The sum of the values in the last row is 238.40, which gives the variance as

\[s^2 =\dfrac{238.40}{10-1}=26.49\]

and the standard deviation as 5.15 yellow M&Ms. To find the range, we subtract the smallest value (5 yellow M&Ms) from the largest value (23 yellow M&Ms), which makes the range 18 yellow M&Ms. To find the IQR, we use the median to divide the 10 samples into a lower half with values of 5, 8, 13, 13, and 15 yellow M&Ms, and an upper half of 15, 16, 17, 19, and 23 yellow M&Ms; the median of the upper half is 17 yellow M&Ms and the median of the lower half is 13 yellow M&Ms, which makes the IQR 4 yellow M&Ms. The following table summarizes the variance, the standard deviation, the range, and the IQR for yellow M&Ms by store.

store	variance	standard deviation	range	IQR
CVS	26.49	5.15	18	4
Kroger	21.96	4.69	15	3
Target	15.43	3.93	15	7

These results are consistent with our observations from Investigation 10.

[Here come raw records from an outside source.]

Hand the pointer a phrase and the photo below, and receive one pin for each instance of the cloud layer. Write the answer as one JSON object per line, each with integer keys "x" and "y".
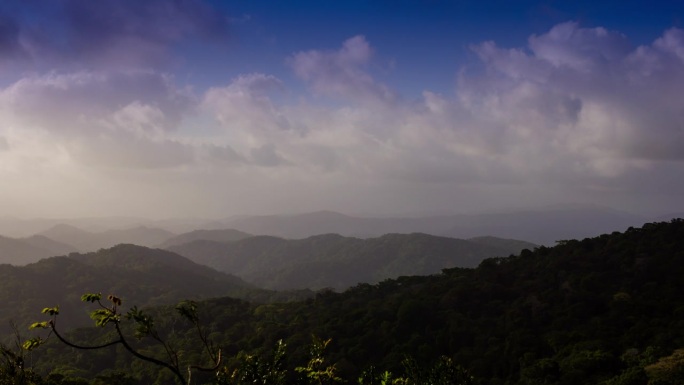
{"x": 575, "y": 114}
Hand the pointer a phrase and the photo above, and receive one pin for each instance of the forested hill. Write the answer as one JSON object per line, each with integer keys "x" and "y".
{"x": 142, "y": 276}
{"x": 605, "y": 310}
{"x": 339, "y": 262}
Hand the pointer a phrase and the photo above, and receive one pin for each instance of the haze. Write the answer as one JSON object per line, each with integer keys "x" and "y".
{"x": 209, "y": 109}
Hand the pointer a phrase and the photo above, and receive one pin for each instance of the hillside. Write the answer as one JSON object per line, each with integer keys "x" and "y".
{"x": 339, "y": 262}
{"x": 140, "y": 275}
{"x": 603, "y": 310}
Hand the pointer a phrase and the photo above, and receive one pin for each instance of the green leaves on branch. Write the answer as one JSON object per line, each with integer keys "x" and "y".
{"x": 32, "y": 343}
{"x": 51, "y": 310}
{"x": 90, "y": 297}
{"x": 104, "y": 316}
{"x": 144, "y": 323}
{"x": 40, "y": 325}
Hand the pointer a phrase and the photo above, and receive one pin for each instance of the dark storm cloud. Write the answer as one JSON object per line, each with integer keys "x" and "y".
{"x": 107, "y": 33}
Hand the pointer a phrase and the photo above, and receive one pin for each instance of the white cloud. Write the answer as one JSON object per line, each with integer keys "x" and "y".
{"x": 341, "y": 73}
{"x": 576, "y": 112}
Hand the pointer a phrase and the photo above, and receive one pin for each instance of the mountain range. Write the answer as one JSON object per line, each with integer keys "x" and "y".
{"x": 331, "y": 260}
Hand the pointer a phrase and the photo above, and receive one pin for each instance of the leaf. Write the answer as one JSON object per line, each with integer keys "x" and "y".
{"x": 32, "y": 343}
{"x": 51, "y": 310}
{"x": 90, "y": 297}
{"x": 39, "y": 325}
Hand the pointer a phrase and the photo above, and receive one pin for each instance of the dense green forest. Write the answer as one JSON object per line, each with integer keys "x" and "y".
{"x": 147, "y": 276}
{"x": 604, "y": 310}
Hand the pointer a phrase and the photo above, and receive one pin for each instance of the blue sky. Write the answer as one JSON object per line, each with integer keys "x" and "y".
{"x": 199, "y": 108}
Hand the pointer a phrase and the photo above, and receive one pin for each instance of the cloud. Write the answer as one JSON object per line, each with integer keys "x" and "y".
{"x": 107, "y": 34}
{"x": 117, "y": 119}
{"x": 341, "y": 73}
{"x": 576, "y": 113}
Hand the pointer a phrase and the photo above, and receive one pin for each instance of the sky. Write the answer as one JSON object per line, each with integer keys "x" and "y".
{"x": 187, "y": 108}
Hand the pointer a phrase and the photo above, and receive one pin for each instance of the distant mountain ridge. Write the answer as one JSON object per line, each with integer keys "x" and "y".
{"x": 85, "y": 241}
{"x": 222, "y": 235}
{"x": 537, "y": 226}
{"x": 331, "y": 260}
{"x": 22, "y": 251}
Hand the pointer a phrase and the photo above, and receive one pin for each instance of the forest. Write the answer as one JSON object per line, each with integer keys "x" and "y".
{"x": 603, "y": 310}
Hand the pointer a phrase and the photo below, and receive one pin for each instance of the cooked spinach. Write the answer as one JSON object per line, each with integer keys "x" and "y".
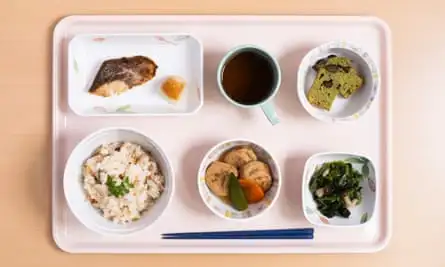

This is a nice set of data to show that there is no general relationship between the variance, the standard deviation, the range, and the IQR as measures of spread. For example, the store with the smallest standard deviation (Target) is the store with the largest IQR.

For the reasons outline in the response to Investigation 16, the IQR is the most robust measure of spread as it uses the rank, not the value, of each data point. The least robust measure of spread is the range. For example, if the sample from CVS with 19 yellow M&Ms has, instead, 29 yellow M&Ms, then the range increases from 18 to 24, but the IQR remains unchanged.

Students often ask why we divide by n - 1 instead of by n. Although a rigorous explanation is beyond the scope of this case study, here is an intuitive way for them to think about this. In the numerator of the equation for variance we sum up the squared differences between the result for each sample, \(x_i\), and the mean of these samples, \(\bar{x}\). Because the sample’s mean is calculated from the individual samples, we reasonably might expect that this sum is smaller than the result if we used the population’s mean (which is unknown to us and which might be quite different from sample’s mean); dividing by n - 1 instead of by n compensates for this difference. For further details on what is called Bessel’s correction, see https://en.Wikipedia.org/wiki/Bessel's_correction.